According to market analyst firm PitchBook Data, the global generative AI market is expected to reach $42.6 billion by the end of this year and $98.1 billion by 2026. Venture capital for generative AI startups increased from $4.8 billion for all of 2022 to $12.7 billion in the first five months of 2023, the report said.

It is worth mentioning that the vertical industry large model market is becoming an important opportunity point, and dense data has become a key element for the success of AI large model entrepreneurship.

Larry Pickett, chief information and digital officer at Syneos Health, a biopharmaceutical services company, recently said that the current cost of training a model based on professional health data is about $1 million to $2 million. By using smaller, open-source pre-trained models instead of building on top of the entire dataset owned by OpenAI, the cost is greatly reduced. Enterprise technology leaders are under pressure to prepare data for AI models, and data and data intelligence platforms become pain points and opportunity points for entrepreneurs.

It can be seen that vertical industries, data security, and lower costs may all be important opportunities for AI startups to avoid the footprints of giant beasts and seek commercial success.

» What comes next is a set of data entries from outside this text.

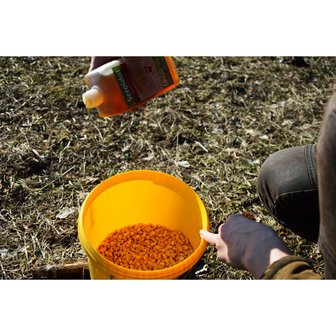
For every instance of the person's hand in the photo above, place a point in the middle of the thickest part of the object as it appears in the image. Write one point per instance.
(246, 244)
(97, 61)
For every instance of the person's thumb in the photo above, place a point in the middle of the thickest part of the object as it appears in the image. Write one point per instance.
(208, 236)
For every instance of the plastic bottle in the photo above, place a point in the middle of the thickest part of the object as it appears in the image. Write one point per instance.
(115, 88)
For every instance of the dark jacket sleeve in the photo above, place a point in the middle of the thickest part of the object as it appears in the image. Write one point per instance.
(291, 267)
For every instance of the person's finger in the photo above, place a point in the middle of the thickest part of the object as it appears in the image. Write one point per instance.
(208, 236)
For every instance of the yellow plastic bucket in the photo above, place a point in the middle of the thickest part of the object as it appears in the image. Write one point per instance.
(140, 196)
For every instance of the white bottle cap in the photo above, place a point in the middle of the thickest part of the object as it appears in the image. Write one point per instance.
(93, 97)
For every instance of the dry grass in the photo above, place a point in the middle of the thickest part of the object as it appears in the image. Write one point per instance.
(227, 116)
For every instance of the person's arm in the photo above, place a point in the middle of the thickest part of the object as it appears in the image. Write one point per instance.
(255, 247)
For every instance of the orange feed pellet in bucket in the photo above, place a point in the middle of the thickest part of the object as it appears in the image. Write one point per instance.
(158, 205)
(145, 247)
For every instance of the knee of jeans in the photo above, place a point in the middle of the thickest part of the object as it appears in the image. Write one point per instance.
(265, 182)
(273, 179)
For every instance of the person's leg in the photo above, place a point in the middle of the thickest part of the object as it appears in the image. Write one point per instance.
(326, 163)
(287, 187)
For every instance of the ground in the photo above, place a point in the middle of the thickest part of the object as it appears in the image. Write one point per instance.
(224, 119)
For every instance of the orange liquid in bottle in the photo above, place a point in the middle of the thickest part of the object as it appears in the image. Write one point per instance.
(116, 88)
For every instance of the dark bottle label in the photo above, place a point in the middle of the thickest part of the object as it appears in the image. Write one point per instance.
(143, 78)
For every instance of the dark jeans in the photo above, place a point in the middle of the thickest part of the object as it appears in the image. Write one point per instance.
(287, 186)
(298, 187)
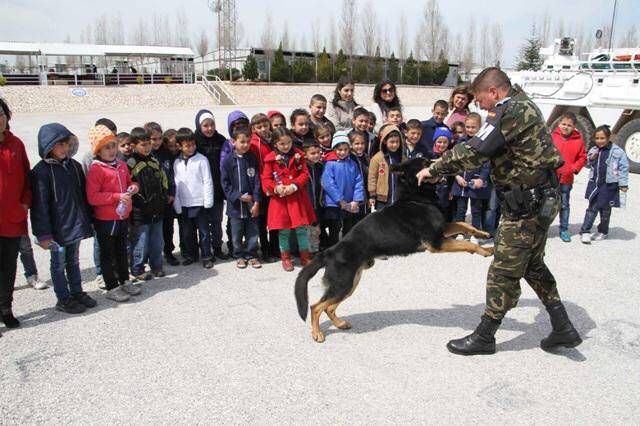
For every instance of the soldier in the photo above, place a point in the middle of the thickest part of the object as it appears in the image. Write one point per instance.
(523, 160)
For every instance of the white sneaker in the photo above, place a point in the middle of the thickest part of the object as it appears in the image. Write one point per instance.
(35, 282)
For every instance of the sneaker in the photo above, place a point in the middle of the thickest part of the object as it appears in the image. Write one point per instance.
(100, 281)
(117, 294)
(84, 299)
(130, 288)
(35, 282)
(70, 306)
(599, 236)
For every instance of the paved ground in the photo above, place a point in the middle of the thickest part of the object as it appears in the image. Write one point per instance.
(227, 346)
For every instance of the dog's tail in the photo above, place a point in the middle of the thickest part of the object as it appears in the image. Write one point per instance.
(301, 289)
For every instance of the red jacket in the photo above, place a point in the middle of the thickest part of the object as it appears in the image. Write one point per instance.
(294, 210)
(15, 189)
(572, 152)
(105, 183)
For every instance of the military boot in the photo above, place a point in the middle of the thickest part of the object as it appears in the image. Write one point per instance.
(563, 333)
(480, 342)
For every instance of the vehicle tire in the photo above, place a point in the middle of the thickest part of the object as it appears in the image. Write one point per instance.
(628, 138)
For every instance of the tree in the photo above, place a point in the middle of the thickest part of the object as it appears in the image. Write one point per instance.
(302, 70)
(279, 67)
(529, 58)
(325, 73)
(250, 69)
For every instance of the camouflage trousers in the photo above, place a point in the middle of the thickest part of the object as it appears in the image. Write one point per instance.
(519, 253)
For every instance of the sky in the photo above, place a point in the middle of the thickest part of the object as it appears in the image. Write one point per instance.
(48, 21)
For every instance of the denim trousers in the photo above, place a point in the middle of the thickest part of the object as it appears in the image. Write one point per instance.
(65, 271)
(146, 246)
(244, 232)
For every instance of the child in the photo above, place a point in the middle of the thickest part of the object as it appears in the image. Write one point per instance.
(109, 189)
(343, 188)
(241, 185)
(440, 110)
(194, 195)
(284, 176)
(317, 110)
(300, 128)
(148, 207)
(412, 137)
(571, 146)
(608, 176)
(124, 146)
(382, 185)
(317, 231)
(323, 135)
(394, 116)
(60, 215)
(277, 119)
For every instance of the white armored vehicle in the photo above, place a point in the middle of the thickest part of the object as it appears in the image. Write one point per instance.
(603, 88)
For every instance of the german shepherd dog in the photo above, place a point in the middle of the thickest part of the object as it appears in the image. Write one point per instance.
(412, 224)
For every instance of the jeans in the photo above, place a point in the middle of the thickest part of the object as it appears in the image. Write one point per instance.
(590, 217)
(26, 257)
(246, 228)
(8, 264)
(65, 271)
(565, 191)
(146, 245)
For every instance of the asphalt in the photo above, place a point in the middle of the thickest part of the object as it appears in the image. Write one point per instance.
(227, 346)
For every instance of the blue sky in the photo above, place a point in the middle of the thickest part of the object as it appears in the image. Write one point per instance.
(37, 20)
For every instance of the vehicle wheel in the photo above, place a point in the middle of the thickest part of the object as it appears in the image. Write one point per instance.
(628, 138)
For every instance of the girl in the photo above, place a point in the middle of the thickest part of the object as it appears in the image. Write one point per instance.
(284, 178)
(609, 175)
(343, 104)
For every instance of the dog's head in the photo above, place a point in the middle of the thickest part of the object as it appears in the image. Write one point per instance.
(408, 182)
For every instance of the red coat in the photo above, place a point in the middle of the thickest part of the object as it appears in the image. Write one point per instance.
(15, 189)
(294, 210)
(105, 183)
(572, 152)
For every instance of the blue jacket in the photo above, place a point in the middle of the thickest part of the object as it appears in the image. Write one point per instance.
(341, 181)
(240, 175)
(59, 209)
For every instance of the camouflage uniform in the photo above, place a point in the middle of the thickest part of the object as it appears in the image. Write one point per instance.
(516, 141)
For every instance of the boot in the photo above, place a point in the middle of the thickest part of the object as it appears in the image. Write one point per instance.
(305, 257)
(480, 342)
(563, 333)
(287, 263)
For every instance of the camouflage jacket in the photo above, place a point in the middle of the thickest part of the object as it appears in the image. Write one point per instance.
(514, 139)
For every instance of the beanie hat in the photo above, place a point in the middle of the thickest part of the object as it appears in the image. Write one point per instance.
(442, 131)
(99, 137)
(341, 136)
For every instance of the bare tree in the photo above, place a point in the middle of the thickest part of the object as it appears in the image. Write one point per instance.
(369, 27)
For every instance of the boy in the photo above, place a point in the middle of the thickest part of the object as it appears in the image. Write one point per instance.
(317, 110)
(569, 142)
(343, 188)
(317, 231)
(148, 207)
(194, 195)
(241, 185)
(440, 111)
(60, 215)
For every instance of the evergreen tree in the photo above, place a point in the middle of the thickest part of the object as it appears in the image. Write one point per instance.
(250, 69)
(324, 67)
(280, 70)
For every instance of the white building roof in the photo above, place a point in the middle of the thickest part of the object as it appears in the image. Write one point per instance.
(71, 49)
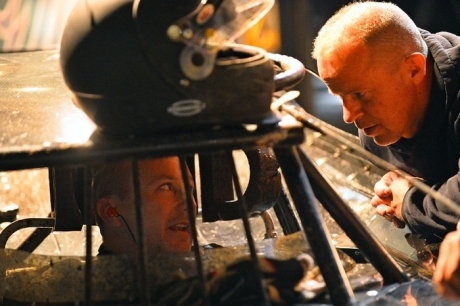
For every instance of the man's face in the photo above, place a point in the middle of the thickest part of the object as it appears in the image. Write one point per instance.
(379, 100)
(165, 217)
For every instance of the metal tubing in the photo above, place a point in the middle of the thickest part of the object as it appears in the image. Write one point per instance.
(247, 229)
(316, 232)
(351, 224)
(191, 218)
(286, 215)
(144, 288)
(87, 219)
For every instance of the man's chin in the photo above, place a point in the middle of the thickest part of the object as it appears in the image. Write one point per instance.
(384, 140)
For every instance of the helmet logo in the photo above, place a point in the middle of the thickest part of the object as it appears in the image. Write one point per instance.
(186, 108)
(205, 14)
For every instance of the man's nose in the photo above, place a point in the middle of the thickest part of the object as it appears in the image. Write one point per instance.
(351, 109)
(184, 202)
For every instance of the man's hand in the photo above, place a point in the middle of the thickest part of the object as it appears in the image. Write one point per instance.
(446, 277)
(389, 196)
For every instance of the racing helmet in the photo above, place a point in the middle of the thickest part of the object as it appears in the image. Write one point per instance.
(140, 67)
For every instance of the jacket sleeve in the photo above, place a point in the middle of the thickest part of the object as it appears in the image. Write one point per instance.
(430, 217)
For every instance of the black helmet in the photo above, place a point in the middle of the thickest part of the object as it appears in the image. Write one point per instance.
(146, 66)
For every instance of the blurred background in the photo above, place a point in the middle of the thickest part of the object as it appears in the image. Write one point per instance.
(289, 29)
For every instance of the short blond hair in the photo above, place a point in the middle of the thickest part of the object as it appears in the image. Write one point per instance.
(380, 26)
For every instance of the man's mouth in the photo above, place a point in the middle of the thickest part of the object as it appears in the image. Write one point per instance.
(368, 131)
(179, 227)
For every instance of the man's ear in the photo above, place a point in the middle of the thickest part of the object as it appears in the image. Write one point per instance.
(103, 205)
(416, 67)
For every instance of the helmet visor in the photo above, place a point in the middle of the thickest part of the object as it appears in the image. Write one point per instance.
(218, 21)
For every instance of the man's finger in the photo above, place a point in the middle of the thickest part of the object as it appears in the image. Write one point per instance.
(382, 189)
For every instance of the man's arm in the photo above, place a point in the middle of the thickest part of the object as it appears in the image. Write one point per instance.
(429, 217)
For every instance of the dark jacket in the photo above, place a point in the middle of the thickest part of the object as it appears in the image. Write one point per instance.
(434, 153)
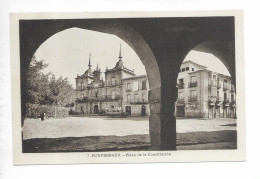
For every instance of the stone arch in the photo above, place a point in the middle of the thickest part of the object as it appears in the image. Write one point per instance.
(31, 42)
(224, 51)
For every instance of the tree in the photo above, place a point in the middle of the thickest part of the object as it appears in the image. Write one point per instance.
(38, 89)
(61, 90)
(45, 89)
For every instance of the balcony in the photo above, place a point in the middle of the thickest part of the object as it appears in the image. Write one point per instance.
(213, 83)
(192, 98)
(226, 102)
(180, 100)
(225, 86)
(79, 88)
(232, 88)
(139, 102)
(218, 101)
(193, 84)
(212, 100)
(233, 103)
(180, 85)
(113, 83)
(112, 97)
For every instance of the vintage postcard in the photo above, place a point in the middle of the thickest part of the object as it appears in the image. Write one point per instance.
(127, 87)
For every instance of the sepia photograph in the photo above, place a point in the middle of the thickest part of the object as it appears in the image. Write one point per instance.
(127, 87)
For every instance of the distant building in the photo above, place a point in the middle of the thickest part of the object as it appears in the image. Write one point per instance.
(135, 95)
(117, 92)
(204, 94)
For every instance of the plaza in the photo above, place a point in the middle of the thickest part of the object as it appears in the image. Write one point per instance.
(95, 133)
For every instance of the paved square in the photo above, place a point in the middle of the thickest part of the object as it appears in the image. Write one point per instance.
(103, 126)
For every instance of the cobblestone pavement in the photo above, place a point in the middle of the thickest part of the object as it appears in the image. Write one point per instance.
(103, 126)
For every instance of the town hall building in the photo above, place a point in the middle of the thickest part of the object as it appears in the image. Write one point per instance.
(121, 90)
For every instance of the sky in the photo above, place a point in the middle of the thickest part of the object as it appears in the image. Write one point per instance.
(67, 54)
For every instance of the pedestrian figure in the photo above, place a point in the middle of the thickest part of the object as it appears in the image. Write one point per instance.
(42, 116)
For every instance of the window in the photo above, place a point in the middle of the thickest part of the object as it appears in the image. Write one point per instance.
(136, 97)
(193, 79)
(135, 86)
(128, 98)
(225, 95)
(113, 81)
(81, 85)
(144, 85)
(113, 96)
(128, 86)
(193, 93)
(181, 81)
(143, 97)
(214, 91)
(180, 95)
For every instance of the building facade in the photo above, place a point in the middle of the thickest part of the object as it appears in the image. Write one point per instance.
(117, 92)
(204, 94)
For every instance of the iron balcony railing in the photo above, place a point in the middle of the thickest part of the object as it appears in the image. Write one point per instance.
(218, 85)
(113, 83)
(213, 83)
(180, 85)
(225, 86)
(138, 102)
(112, 97)
(192, 98)
(218, 99)
(226, 102)
(232, 88)
(180, 100)
(81, 87)
(212, 99)
(193, 84)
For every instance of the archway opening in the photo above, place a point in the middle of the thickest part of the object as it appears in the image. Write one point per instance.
(206, 102)
(104, 84)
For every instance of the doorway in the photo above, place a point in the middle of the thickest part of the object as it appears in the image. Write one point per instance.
(180, 111)
(95, 109)
(143, 110)
(128, 110)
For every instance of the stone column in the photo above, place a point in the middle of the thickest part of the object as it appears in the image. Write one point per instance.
(162, 122)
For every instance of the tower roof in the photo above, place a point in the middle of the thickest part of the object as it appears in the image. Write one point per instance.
(89, 63)
(120, 55)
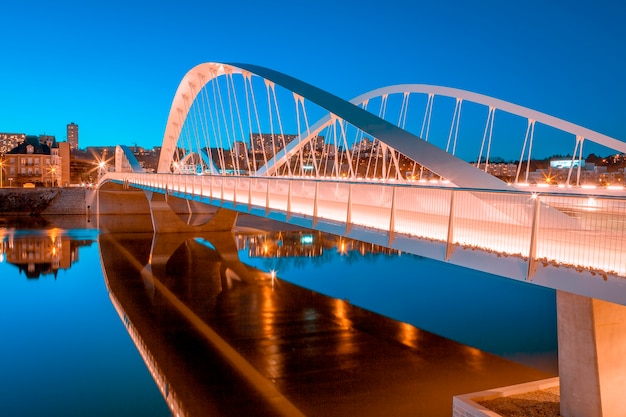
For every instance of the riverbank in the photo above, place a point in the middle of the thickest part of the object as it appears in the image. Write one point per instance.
(45, 201)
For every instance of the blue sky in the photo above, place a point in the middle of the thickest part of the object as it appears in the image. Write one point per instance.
(113, 67)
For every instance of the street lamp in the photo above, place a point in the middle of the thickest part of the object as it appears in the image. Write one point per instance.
(101, 168)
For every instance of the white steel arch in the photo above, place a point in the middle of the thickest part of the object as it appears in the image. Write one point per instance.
(448, 166)
(488, 101)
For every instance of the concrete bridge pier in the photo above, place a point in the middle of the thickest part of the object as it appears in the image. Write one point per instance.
(592, 356)
(165, 220)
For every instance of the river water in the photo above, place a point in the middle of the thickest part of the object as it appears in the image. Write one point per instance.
(98, 323)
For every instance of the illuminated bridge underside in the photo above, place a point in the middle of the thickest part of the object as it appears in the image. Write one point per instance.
(571, 243)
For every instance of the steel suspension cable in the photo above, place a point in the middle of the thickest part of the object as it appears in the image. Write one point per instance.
(521, 158)
(219, 142)
(280, 127)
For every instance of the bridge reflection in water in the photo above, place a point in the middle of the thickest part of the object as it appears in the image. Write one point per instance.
(222, 338)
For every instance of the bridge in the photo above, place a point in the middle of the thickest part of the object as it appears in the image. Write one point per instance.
(238, 137)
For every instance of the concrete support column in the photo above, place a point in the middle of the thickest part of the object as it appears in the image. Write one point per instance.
(592, 356)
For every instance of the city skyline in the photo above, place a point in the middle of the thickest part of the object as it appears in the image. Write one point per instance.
(113, 69)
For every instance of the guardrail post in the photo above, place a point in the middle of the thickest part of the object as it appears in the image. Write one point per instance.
(267, 196)
(249, 194)
(315, 202)
(449, 246)
(392, 217)
(289, 200)
(349, 210)
(534, 232)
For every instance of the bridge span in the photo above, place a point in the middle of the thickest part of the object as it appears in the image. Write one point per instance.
(238, 137)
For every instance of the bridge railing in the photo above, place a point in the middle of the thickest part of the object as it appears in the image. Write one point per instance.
(570, 230)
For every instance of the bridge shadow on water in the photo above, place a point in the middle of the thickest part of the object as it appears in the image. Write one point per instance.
(222, 338)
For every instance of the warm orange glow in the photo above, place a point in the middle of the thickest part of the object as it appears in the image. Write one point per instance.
(408, 335)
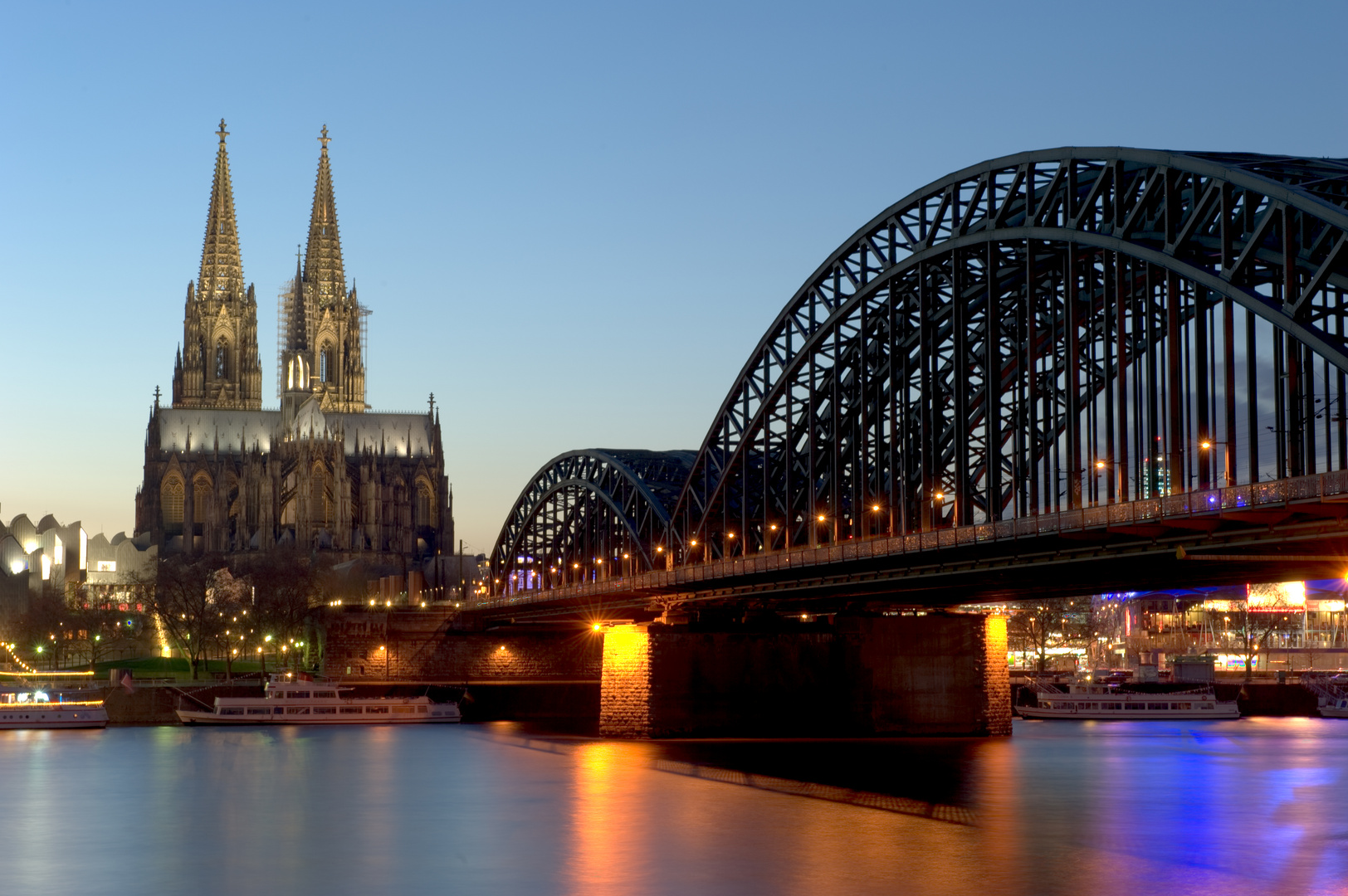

Conclusion: Generative AI entrepreneurship "attracts gold", and startups should avoid the footprints of giant beasts

The US$1.3 billion generative AI M&A brought a new reference for AI entrepreneurship. Although the founding time, scale, and talent strength of MosaicML seem to be very limited, and its large model effect has not yet caught up with GPT-4, MosaicML has still been given high recognition by the acquirer Databricks, thus verifying its value in stages.

In fact, some people think that the value of Databricks' integration of large language models is not clear enough, which may be hyped by the popularity of large models, and this case reference still needs time to verify. However, in any case, the MosaicML case does point out the key elements of AI entrepreneurship such as vertical industries, data security, and lower costs, which are worthy of industry reference.